Peacock two million customers addition during the quarter was largely driven by Comcast Xfinity subscribers that began paying for subscriptions in June following nearly three years of free access. The streaming platform revenue increased 85% to US$820 million.
Financially speaking, the conglomerate reported adjusted net income for the quarter of US$4.7 billion, or US$1.13 per share. Total revenue grew 1.5% year over year to US$30.5 billion, while adjusted earnings before interest, taxes, depreciation and amortization grew 4.2% year over year to US$10.2 billion.
“The consistent investments we have been making in our growth businesses continue to generate strong results and position us extremely well both now and into the future. Second quarter operational and financial performance was excellent and included a double-digit increase in Adjusted EPS and significant free cash flow generation," commented Brian L. Roberts, Chairman and Chief Executive Officer of Comcast Corporation.
"This quarter contained a number of highlights and notable achievements. We not only continued to deliver solid revenue growth in our connectivity businesses but also expanded our Adjusted EBITDA margin at Connectivity & Platforms. We generated the best quarterly Adjusted EBITDA ever at Theme Parks, had the second-highest grossing animated film of all time in worldwide box office revenue with ‘Super Mario Bros.,’ and nearly doubled paid Peacock subscribers year-over-year. At the same time, we returned a healthy amount of capital to shareholders and maintained an enviable balance sheet. Our experienced and expert management team is executing at an exceptional level, and our long-term-oriented growth strategy is clearly working," Roberts added.

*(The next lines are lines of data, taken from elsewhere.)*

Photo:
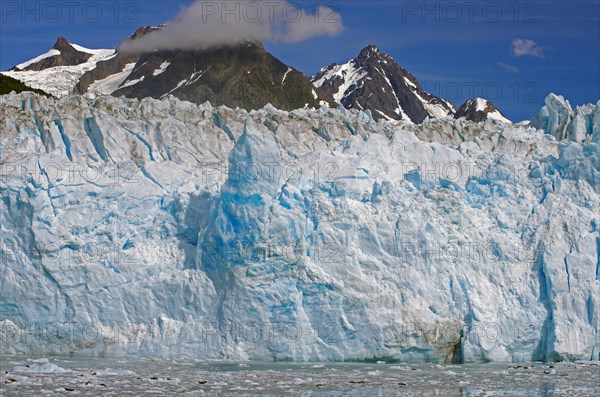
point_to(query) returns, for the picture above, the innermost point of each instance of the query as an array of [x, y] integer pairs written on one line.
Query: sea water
[[134, 377]]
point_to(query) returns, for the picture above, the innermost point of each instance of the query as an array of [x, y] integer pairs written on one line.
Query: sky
[[512, 53]]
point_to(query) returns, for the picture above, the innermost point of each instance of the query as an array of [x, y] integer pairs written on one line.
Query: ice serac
[[166, 228], [557, 118], [479, 109]]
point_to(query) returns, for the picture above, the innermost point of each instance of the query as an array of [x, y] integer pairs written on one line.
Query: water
[[149, 377]]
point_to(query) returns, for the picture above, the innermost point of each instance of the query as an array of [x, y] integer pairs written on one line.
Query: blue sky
[[511, 52]]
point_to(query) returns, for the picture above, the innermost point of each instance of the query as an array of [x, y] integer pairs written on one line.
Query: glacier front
[[168, 229]]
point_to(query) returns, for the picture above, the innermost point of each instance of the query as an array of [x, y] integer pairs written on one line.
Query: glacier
[[161, 228]]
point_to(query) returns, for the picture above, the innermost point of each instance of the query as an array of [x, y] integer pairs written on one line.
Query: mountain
[[161, 228], [59, 70], [374, 81], [62, 53], [241, 75], [8, 85], [238, 75], [479, 109]]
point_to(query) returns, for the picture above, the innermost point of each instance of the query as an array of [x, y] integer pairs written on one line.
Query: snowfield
[[160, 228]]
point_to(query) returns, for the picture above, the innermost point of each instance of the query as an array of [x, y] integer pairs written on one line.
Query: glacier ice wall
[[557, 118], [163, 228]]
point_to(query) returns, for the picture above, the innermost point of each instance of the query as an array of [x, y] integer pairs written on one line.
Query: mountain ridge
[[243, 75]]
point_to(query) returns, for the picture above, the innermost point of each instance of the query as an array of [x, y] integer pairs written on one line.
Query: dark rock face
[[68, 56], [244, 75], [374, 81], [476, 110]]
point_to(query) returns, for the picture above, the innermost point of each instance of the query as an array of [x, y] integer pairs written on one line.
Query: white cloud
[[527, 47], [206, 23], [508, 68]]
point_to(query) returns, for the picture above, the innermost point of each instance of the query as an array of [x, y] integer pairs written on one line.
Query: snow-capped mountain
[[243, 75], [62, 53], [165, 228], [374, 81], [58, 71], [479, 109]]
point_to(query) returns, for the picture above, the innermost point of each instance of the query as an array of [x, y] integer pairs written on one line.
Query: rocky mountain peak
[[374, 81]]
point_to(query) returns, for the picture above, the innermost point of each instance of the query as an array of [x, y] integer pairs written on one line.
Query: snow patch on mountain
[[109, 84], [163, 66], [60, 80], [48, 54]]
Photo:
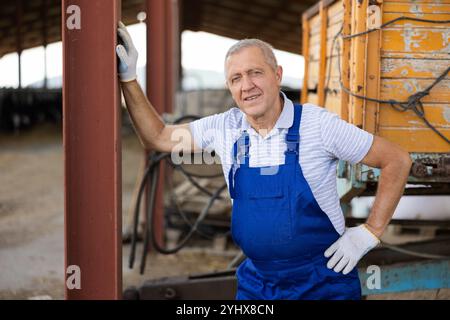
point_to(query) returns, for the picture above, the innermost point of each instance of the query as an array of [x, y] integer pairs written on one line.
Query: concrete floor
[[32, 220]]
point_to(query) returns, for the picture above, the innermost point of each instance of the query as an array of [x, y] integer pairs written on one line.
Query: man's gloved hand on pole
[[127, 54], [350, 248]]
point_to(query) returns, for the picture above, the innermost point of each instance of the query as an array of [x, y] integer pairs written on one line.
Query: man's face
[[253, 83]]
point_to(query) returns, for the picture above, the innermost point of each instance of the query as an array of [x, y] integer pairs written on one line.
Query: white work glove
[[127, 54], [350, 248]]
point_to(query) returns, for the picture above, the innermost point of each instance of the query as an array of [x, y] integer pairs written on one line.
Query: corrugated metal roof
[[275, 21]]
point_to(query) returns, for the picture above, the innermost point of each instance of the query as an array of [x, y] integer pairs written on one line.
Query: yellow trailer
[[383, 66]]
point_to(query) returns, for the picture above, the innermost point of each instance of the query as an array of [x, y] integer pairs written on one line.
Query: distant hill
[[194, 79]]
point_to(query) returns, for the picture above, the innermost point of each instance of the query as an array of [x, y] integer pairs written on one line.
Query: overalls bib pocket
[[269, 215]]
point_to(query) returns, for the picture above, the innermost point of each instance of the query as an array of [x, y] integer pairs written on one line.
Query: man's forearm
[[147, 122], [390, 189]]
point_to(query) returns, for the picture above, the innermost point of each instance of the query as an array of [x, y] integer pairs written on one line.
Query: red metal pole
[[92, 150], [161, 77], [19, 22]]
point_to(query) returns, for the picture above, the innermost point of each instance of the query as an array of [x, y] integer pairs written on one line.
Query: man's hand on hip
[[350, 248], [127, 55]]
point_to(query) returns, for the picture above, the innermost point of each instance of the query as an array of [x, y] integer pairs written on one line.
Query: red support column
[[162, 61], [92, 150]]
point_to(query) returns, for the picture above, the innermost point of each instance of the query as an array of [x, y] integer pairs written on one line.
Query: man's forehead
[[243, 62]]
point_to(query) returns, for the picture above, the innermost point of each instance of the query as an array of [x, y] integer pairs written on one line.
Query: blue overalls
[[281, 229]]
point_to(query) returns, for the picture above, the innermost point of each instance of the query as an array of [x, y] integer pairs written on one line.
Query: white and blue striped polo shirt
[[324, 139]]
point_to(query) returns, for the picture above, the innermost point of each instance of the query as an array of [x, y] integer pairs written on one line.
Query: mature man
[[279, 160]]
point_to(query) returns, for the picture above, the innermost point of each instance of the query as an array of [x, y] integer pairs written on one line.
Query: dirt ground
[[32, 220]]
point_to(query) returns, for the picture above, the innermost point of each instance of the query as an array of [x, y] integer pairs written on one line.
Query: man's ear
[[279, 74]]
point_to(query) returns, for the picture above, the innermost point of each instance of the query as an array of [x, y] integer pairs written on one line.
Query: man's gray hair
[[265, 47]]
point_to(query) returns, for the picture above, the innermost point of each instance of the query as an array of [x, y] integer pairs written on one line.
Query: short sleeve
[[204, 130], [343, 140]]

● US DEMAND SHARE FOR PEACOCK
According to Parrot Analytics, streaming platform Peacock – while still the smallest of the major streamers in terms of subscribers and content demand – hit a record high in US demand share for streaming original content in the second quarter of 2023, and has grown its market share for three consecutive quarters.
The WGA and SAG-AFTRA strikes will impact all players in the industry differently, but Peacock may be poised to survive a prolonged work stoppage by leveraging two key NBCUniversal TV assets: Bravo and NBC’s Sunday Night Football, Parrot Analytics noted.
“Peacock’s price hike may have come at just the right time, as the streamer is likely to rely more on the proven loyalty of Bravo and NFL audiences, which could help begin to turn around Peacock’s massive financial losses over the past several years,” Parrot Analytics concluded.